Menurutnya, sistem tersebut tidak hanya mempermudah pelamar, tetapi juga membantu perusahaan mempercepat proses seleksi administrasi.
Job Fair 2026 juga memberikan perhatian terhadap penyandang disabilitas. Sebanyak 300 peluang kerja disiapkan oleh sejumlah perusahaan sebagai bentuk komitmen mewujudkan kesempatan kerja yang inklusif.
“Kami bersyukur tahun ini sudah tersedia sekitar 300 peluang kerja bagi teman-teman istimewa. Ke depan tentu akan terus kami fasilitasi, termasuk melalui pelatihan agar semakin banyak perusahaan memenuhi ketentuan penyediaan kesempatan kerja bagi penyandang disabilitas,” katanya.
Untuk memperluas akses lapangan kerja, Pemerintah Kota Bekasi bersama DPRD tengah mengkaji kemungkinan menggelar Job Fair tambahan pada November atau Desember. Jadwal tersebut dinilai lebih sesuai dengan momentum lulusan baru SMA dan SMK yang mulai aktif mencari pekerjaan.
Selain itu, Pemkot Bekasi juga tengah mempersiapkan program pemagangan yang direncanakan mulai berjalan pada tahun depan. Program tersebut akan memprioritaskan warga Kota Bekasi dengan melibatkan perusahaan-perusahaan yang beroperasi di wilayah setempat agar para peserta memiliki pengalaman kerja sebelum direkrut secara permanen.
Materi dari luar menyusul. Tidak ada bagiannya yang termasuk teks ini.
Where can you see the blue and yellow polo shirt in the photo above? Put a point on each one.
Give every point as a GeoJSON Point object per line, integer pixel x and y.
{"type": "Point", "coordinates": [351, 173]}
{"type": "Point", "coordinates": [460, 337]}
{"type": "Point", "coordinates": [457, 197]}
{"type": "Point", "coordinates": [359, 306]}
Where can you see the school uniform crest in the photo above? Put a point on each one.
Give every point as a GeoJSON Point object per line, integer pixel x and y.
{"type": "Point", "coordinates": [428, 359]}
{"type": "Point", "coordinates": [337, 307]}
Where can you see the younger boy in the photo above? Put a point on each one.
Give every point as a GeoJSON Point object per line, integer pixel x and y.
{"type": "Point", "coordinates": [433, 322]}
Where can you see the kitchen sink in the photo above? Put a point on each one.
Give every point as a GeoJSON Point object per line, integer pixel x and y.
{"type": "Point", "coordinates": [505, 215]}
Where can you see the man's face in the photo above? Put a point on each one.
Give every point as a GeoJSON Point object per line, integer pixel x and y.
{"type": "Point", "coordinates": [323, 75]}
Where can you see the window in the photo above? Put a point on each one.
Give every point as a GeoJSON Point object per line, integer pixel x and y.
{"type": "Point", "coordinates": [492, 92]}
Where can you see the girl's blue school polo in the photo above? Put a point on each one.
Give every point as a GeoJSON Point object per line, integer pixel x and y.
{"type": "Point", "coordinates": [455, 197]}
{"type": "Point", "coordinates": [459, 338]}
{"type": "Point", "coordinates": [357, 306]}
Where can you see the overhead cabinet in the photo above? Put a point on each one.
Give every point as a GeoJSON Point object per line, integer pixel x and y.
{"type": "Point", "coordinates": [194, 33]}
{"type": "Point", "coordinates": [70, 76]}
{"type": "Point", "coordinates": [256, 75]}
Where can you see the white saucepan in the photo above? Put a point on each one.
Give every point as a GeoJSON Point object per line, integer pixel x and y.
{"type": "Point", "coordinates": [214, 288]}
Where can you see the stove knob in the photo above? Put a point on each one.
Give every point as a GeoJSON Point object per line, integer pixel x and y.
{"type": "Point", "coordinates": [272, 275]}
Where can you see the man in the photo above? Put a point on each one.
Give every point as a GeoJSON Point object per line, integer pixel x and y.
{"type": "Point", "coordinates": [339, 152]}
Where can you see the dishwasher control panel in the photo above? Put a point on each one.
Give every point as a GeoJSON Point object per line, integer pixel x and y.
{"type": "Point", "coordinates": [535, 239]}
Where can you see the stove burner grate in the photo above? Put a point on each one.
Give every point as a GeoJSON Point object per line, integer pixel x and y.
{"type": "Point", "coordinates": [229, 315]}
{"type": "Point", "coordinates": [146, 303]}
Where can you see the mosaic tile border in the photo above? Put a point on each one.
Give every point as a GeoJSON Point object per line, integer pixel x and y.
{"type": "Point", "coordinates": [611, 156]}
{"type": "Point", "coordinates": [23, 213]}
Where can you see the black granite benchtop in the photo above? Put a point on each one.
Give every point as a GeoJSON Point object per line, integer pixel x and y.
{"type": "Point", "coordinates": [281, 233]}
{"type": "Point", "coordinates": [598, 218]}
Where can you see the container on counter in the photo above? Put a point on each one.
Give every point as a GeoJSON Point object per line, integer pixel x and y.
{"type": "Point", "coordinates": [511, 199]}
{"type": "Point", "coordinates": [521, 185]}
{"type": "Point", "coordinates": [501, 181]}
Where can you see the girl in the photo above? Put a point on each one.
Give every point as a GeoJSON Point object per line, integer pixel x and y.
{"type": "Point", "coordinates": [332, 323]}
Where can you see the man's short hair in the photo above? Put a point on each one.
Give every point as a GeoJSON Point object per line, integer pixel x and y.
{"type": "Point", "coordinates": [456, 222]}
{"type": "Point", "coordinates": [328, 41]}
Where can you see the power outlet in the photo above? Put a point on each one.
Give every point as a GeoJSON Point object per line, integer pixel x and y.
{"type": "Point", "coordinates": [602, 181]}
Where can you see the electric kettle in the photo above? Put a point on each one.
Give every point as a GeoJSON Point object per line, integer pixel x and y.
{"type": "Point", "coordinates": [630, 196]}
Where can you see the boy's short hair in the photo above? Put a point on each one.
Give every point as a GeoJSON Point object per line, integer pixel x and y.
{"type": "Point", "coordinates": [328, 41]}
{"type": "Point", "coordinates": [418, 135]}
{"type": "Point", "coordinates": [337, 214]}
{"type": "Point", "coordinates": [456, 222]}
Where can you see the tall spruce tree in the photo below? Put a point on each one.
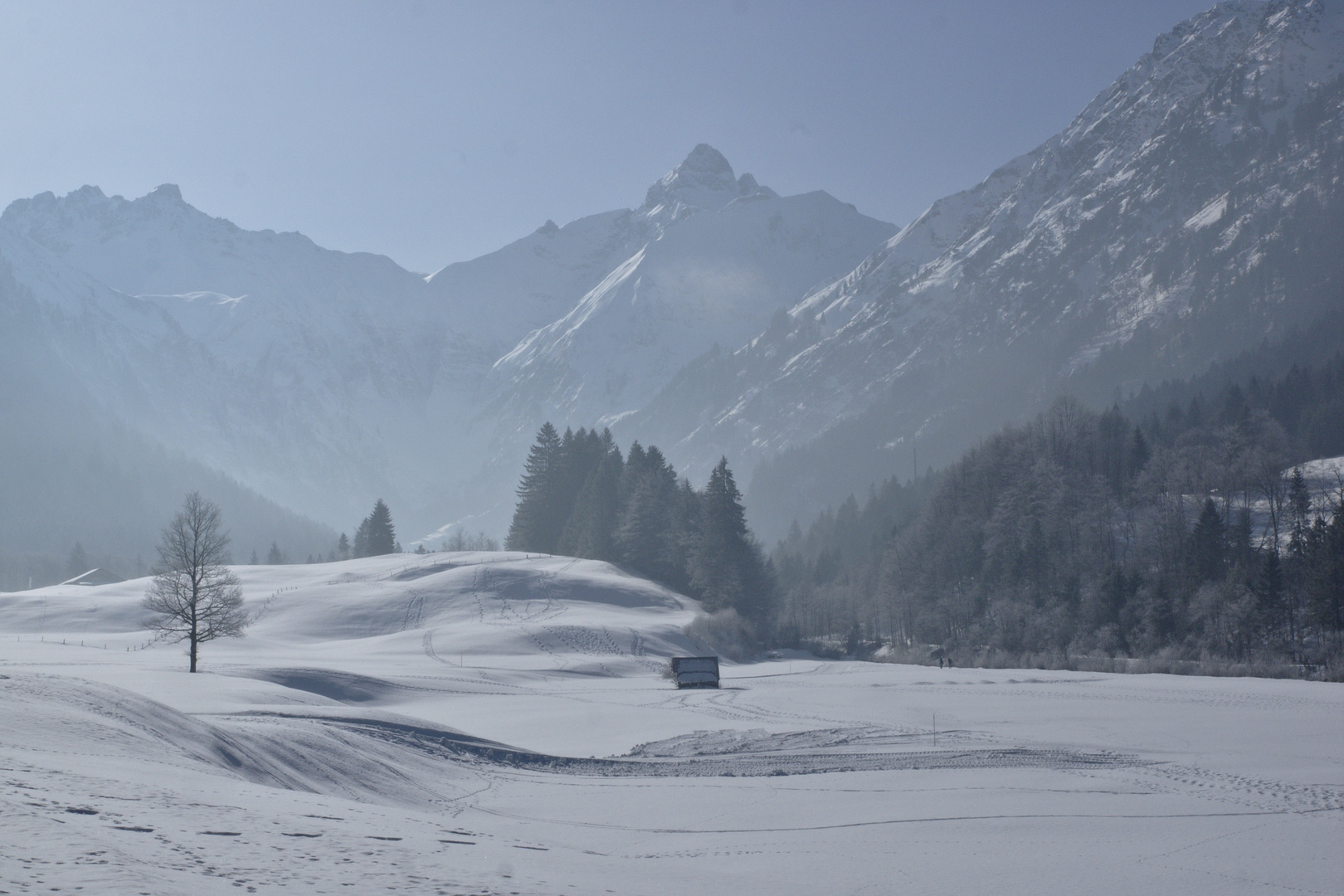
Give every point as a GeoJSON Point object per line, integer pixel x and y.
{"type": "Point", "coordinates": [382, 535]}
{"type": "Point", "coordinates": [360, 547]}
{"type": "Point", "coordinates": [537, 519]}
{"type": "Point", "coordinates": [1209, 544]}
{"type": "Point", "coordinates": [592, 524]}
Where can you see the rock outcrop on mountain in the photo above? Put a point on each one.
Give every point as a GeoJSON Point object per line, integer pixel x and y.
{"type": "Point", "coordinates": [1191, 210]}
{"type": "Point", "coordinates": [325, 379]}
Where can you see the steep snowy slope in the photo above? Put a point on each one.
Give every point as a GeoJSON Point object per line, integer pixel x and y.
{"type": "Point", "coordinates": [327, 379]}
{"type": "Point", "coordinates": [538, 280]}
{"type": "Point", "coordinates": [1187, 212]}
{"type": "Point", "coordinates": [713, 278]}
{"type": "Point", "coordinates": [258, 419]}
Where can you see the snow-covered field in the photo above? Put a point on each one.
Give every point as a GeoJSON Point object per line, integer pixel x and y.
{"type": "Point", "coordinates": [496, 723]}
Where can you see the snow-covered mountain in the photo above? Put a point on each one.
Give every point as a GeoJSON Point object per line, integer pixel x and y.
{"type": "Point", "coordinates": [723, 257]}
{"type": "Point", "coordinates": [1190, 212]}
{"type": "Point", "coordinates": [325, 379]}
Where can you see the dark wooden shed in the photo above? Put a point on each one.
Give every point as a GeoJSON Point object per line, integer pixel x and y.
{"type": "Point", "coordinates": [695, 672]}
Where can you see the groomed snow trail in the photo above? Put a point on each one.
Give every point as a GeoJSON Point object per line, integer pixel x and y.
{"type": "Point", "coordinates": [496, 723]}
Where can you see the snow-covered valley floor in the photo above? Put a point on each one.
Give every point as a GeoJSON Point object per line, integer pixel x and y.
{"type": "Point", "coordinates": [498, 724]}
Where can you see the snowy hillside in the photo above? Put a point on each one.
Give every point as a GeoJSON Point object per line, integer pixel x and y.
{"type": "Point", "coordinates": [496, 724]}
{"type": "Point", "coordinates": [1190, 212]}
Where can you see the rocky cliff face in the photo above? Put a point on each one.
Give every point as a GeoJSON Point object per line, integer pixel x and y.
{"type": "Point", "coordinates": [1187, 212]}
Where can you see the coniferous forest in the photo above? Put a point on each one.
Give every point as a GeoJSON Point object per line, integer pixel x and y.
{"type": "Point", "coordinates": [1148, 533]}
{"type": "Point", "coordinates": [581, 497]}
{"type": "Point", "coordinates": [1120, 533]}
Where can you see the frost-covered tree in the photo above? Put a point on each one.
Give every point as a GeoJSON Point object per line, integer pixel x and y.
{"type": "Point", "coordinates": [194, 596]}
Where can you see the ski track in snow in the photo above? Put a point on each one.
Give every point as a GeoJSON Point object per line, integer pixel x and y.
{"type": "Point", "coordinates": [499, 724]}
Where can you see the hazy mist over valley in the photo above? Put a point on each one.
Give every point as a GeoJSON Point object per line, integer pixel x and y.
{"type": "Point", "coordinates": [476, 360]}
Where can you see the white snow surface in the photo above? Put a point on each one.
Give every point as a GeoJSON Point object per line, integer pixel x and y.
{"type": "Point", "coordinates": [496, 723]}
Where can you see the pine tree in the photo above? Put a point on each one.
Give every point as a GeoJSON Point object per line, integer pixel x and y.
{"type": "Point", "coordinates": [647, 533]}
{"type": "Point", "coordinates": [537, 522]}
{"type": "Point", "coordinates": [592, 525]}
{"type": "Point", "coordinates": [1209, 544]}
{"type": "Point", "coordinates": [728, 568]}
{"type": "Point", "coordinates": [1138, 453]}
{"type": "Point", "coordinates": [382, 536]}
{"type": "Point", "coordinates": [360, 548]}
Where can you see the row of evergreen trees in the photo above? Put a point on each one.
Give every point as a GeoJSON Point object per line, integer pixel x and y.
{"type": "Point", "coordinates": [581, 497]}
{"type": "Point", "coordinates": [1088, 533]}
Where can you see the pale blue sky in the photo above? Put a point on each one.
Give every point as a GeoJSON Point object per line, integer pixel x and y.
{"type": "Point", "coordinates": [435, 132]}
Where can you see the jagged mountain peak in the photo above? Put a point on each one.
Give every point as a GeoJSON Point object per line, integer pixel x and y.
{"type": "Point", "coordinates": [704, 179]}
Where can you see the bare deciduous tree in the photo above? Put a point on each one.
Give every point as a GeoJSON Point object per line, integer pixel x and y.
{"type": "Point", "coordinates": [194, 596]}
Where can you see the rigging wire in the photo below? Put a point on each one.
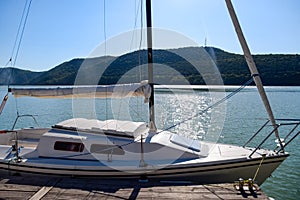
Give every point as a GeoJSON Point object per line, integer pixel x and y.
{"type": "Point", "coordinates": [18, 40]}
{"type": "Point", "coordinates": [200, 113]}
{"type": "Point", "coordinates": [22, 32]}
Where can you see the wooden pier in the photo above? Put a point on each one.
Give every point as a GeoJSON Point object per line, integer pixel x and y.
{"type": "Point", "coordinates": [46, 187]}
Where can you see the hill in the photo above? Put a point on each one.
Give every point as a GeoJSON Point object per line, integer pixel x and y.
{"type": "Point", "coordinates": [190, 65]}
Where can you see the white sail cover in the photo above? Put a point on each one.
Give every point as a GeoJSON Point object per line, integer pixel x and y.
{"type": "Point", "coordinates": [106, 91]}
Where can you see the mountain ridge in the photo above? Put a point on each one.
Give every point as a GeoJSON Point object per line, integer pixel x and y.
{"type": "Point", "coordinates": [173, 66]}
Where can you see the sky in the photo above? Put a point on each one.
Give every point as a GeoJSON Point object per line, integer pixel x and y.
{"type": "Point", "coordinates": [60, 30]}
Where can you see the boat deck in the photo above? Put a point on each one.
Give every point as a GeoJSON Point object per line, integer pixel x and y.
{"type": "Point", "coordinates": [31, 187]}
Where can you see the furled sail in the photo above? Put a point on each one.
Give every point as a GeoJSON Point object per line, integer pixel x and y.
{"type": "Point", "coordinates": [103, 91]}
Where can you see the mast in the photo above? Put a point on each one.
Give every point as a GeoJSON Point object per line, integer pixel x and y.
{"type": "Point", "coordinates": [150, 67]}
{"type": "Point", "coordinates": [251, 65]}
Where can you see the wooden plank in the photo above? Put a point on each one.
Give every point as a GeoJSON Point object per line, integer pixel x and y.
{"type": "Point", "coordinates": [47, 188]}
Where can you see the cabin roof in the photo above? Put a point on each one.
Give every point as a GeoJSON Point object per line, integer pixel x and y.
{"type": "Point", "coordinates": [112, 125]}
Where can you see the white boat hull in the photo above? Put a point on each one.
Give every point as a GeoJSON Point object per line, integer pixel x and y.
{"type": "Point", "coordinates": [212, 172]}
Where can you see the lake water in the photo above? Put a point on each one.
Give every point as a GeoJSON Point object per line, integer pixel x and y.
{"type": "Point", "coordinates": [233, 122]}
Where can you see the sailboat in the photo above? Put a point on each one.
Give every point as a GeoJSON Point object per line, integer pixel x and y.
{"type": "Point", "coordinates": [131, 150]}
Sementara itu, Kepala Disnaker Kota Bekasi menyampaikan bahwa kondisi ketenagakerjaan di Kota Bekasi masih relatif positif. Walaupun terdapat sejumlah perusahaan yang melakukan PHK, jumlah perusahaan yang mengajukan pencatatan Perjanjian Kerja Waktu Tertentu (PKWT) masih lebih tinggi.
Melalui Job Fair, program penempatan tenaga kerja, serta pengembangan program pemagangan, Pemerintah Kota Bekasi optimistis angka pengangguran terbuka yang saat ini berada di kisaran 7,33 persen dapat terus mengalami penurunan.